Interest rates rise after US jobs report

Interest rates rose in the bond market Friday after the government said employers added jobs in March for only the third month since the recession began.
The yield on the 10-year Treasury note, which is often used as a benchmark for consumer loans, rose to its highest level since last June and approached 4 percent for the first time since 2008.
The yield on the 10-year note maturing in February 2020 rose to 3.94 percent from 3.87 percent late Thursday. Its price fell 14/32 to 97 14/32.
Interest rates have been creeping higher in recent weeks as more data shows the economy is on the upswing, even if growth is slow.
The Labor Department said 162,000 jobs were added to payrolls in March. Economists had forecast employer would add 190,000 jobs.
The report adds further evidence that the U.S. economy is recovering, even though jobs were created at a slower pace than forecast.
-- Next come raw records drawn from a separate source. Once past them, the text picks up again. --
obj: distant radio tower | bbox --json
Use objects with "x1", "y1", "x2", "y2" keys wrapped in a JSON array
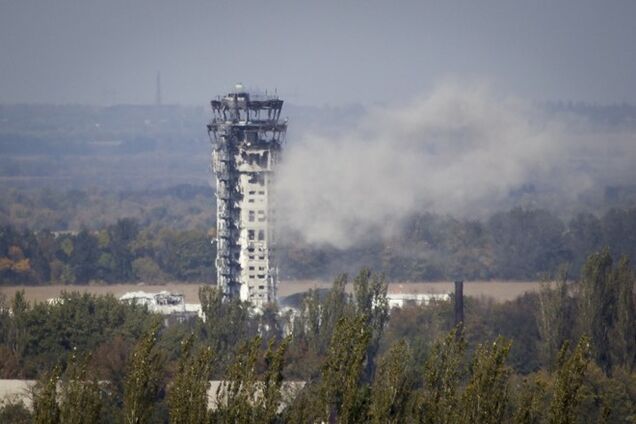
[{"x1": 155, "y1": 72, "x2": 161, "y2": 106}]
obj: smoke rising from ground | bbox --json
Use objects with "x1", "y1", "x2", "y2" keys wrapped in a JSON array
[{"x1": 277, "y1": 83, "x2": 636, "y2": 247}]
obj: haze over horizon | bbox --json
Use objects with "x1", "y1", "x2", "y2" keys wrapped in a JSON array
[{"x1": 0, "y1": 0, "x2": 636, "y2": 106}]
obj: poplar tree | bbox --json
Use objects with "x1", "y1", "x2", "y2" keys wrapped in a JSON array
[
  {"x1": 123, "y1": 323, "x2": 161, "y2": 424},
  {"x1": 461, "y1": 336, "x2": 512, "y2": 424},
  {"x1": 168, "y1": 335, "x2": 212, "y2": 424},
  {"x1": 418, "y1": 328, "x2": 466, "y2": 424},
  {"x1": 611, "y1": 256, "x2": 636, "y2": 371},
  {"x1": 579, "y1": 248, "x2": 615, "y2": 373},
  {"x1": 548, "y1": 337, "x2": 590, "y2": 424},
  {"x1": 33, "y1": 366, "x2": 61, "y2": 424},
  {"x1": 537, "y1": 271, "x2": 572, "y2": 369},
  {"x1": 60, "y1": 353, "x2": 102, "y2": 424},
  {"x1": 319, "y1": 315, "x2": 371, "y2": 424},
  {"x1": 369, "y1": 340, "x2": 414, "y2": 424}
]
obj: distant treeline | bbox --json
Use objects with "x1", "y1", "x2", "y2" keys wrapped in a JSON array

Investors often sell Treasurys and favor riskier assets like stocks and commodities when the economy is improving.
That's because investments other than Treasurys traditionally provide the potential for bigger profits. Inflation also typically increases when the economy is strong, so rates must move higher to keep pace.
The yield on the 10-year note hasn't been this high since it reached 3.96 in June. It last traded above 4 percent in October 2008, just before the credit crisis peaked and investors poured money into bonds for safety. The yield fell as low as 2.06 percent in December 2008.
The 10-year's yield climbed as high as 3.95 percent during trading Friday.
The bond market closed early for the Good Friday holiday. The stock market was closed.
In other trading, the yield on the two-year note that matures in March 2012 rose to 1.11 percent from 1.06 percent. Its price fell 2/32 to 99 25/32.
The yield on 30-year bond that matures in February 2040 rose to 4.80 percent from 4.73 percent. The price fell 1 to 97 7/32.
The yield on the three-month T-bill that matures July 1 rose to 0.16 percent from 0.15 percent. Its discount rate was 0.16 percent.